Il faut rappeler le président de l’Alliance Iroko et désormais membre du parti Bloc Républicain (BR) reçu dans l’émission « Cartes sur table » de Océan Fm, avait aussi émis le souhait que le Président de la République du Bénin, Patrice Talon fasse un 3ème mandat. Entre autres raisons évoquées par l’acteur politique, l’actuel Chef de l’Etat béninois fait bien le travail et est dans une dynamique où il ne pourra pas terminer en 2026 l’œuvre exaltante qu’il a commencée depuis son accession au pouvoir en 2016.

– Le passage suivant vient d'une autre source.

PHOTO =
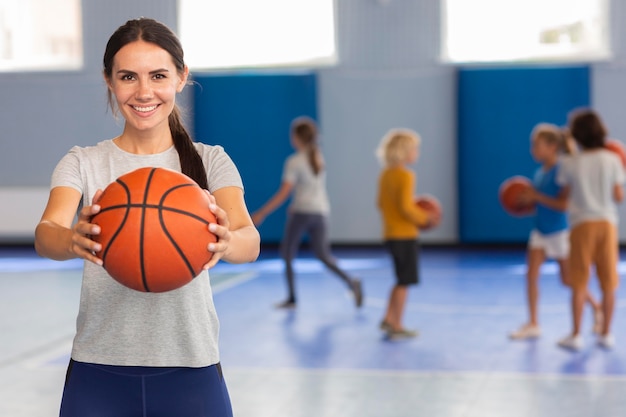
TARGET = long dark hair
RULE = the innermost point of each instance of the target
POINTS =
(587, 128)
(305, 130)
(152, 31)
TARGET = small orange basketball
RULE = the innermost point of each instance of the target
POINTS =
(618, 147)
(154, 229)
(509, 194)
(431, 204)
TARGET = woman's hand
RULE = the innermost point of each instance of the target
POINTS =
(257, 218)
(221, 230)
(527, 196)
(82, 245)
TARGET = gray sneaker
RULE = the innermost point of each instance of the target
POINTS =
(402, 334)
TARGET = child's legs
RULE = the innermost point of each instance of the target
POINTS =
(321, 246)
(558, 248)
(606, 256)
(535, 258)
(294, 230)
(395, 308)
(581, 252)
(405, 255)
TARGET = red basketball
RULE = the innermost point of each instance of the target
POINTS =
(431, 204)
(154, 229)
(509, 194)
(616, 146)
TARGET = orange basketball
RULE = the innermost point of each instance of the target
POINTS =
(431, 204)
(154, 229)
(616, 146)
(509, 194)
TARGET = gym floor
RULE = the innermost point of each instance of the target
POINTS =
(328, 359)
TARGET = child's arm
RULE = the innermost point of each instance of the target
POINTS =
(618, 193)
(417, 215)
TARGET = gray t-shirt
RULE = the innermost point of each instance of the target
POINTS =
(120, 326)
(309, 195)
(591, 176)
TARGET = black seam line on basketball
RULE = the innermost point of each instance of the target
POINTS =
(144, 279)
(155, 206)
(167, 233)
(119, 228)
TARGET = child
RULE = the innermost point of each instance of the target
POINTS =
(401, 219)
(550, 235)
(592, 181)
(305, 177)
(134, 352)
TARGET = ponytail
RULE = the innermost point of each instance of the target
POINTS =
(190, 160)
(305, 130)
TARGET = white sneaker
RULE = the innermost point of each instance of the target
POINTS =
(527, 331)
(571, 342)
(606, 341)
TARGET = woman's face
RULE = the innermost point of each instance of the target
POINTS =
(144, 82)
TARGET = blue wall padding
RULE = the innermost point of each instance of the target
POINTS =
(249, 115)
(497, 110)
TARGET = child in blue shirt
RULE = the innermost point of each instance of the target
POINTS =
(549, 238)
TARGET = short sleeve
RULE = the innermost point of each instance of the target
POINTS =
(562, 178)
(290, 171)
(67, 172)
(221, 170)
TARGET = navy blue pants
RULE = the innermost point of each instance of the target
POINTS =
(93, 390)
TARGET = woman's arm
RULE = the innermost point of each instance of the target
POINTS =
(238, 240)
(56, 238)
(273, 203)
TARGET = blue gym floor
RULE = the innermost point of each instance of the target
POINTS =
(328, 359)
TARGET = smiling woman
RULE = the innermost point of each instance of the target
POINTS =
(170, 337)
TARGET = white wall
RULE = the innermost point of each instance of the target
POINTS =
(609, 88)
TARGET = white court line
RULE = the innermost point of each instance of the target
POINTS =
(476, 309)
(425, 374)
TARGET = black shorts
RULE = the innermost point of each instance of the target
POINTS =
(405, 254)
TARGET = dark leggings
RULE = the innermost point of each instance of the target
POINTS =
(93, 390)
(315, 226)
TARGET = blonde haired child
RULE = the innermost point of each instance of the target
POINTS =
(401, 220)
(549, 238)
(304, 178)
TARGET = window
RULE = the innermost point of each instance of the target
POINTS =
(251, 33)
(40, 35)
(525, 30)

Bertin Koovi avait souhaité un troisième mandat pour Patrice Talon parce qu’il fait bien.  Son vœu le plus cher était que le Chef de l’Etat accepte d’avoir un autre mandat en 2026. Bertin Koovi veut que la Constitution béninoise soit encore révisée. « Il faut que notre Constitution soit revue car, selon lui, elle n’est pas le Coran, ni la Bible », avait-il déclaré. Il avait même sollicité auprès du peuple béninois lors des élections législatives du dimanche 08 janvier 2023 de donner au Bloc Républicain les deux tiers des députés à l’Assemblée nationale afin qu’ils puissent aligner la Constitution sur les conditions qui les préoccupent.

2 réponses

  1. Avatar de The Atlantean
    The Atlantean

    « Bertin Koovi n’a pas violé la constitution, selon la Cour »
    À quelle institution de droits avez-vous eu vos diplômes de droits? Je ne suis pas un Avocat, et je trouve que les propos de Bertin Koovi sont anti-constitutionnels. Personnellement, je vous lance ce défi:  » Si vous n’êtes pas capable d’interprèter correctement la Constitution dans toutes ses applications, je vous demande tous de jeter vos robe noires au feu, et habillez-vous d’une soutane, car Bertin Koovi a violé la Constitution et mérite d’être jugé comme tel, car sa suggestion a donné vie ou naissance au grand débat politique qui se joue présentement au parlement. Bandes de faux-types, faux juges Constitutionnels. Vous êtes une honte pour la nation autant que vous êtes, ainsi tous vous acceptez volontiers les tractations en cours pour un troisième mandant de Talon. Shame on you!

  2. Avatar de Tchité
    Tchité

    Les chantres du troisième mandat à l’école de Ouattara et Macky . Tout pouvoir à une fin comme toute vie l’a aussi. D’autres ont pris ces voies avant eux tout confiants en leurs éternité au pouvoir (Ali Bongo, Mobutu etc). Ils partiront avec leurs misères un jour.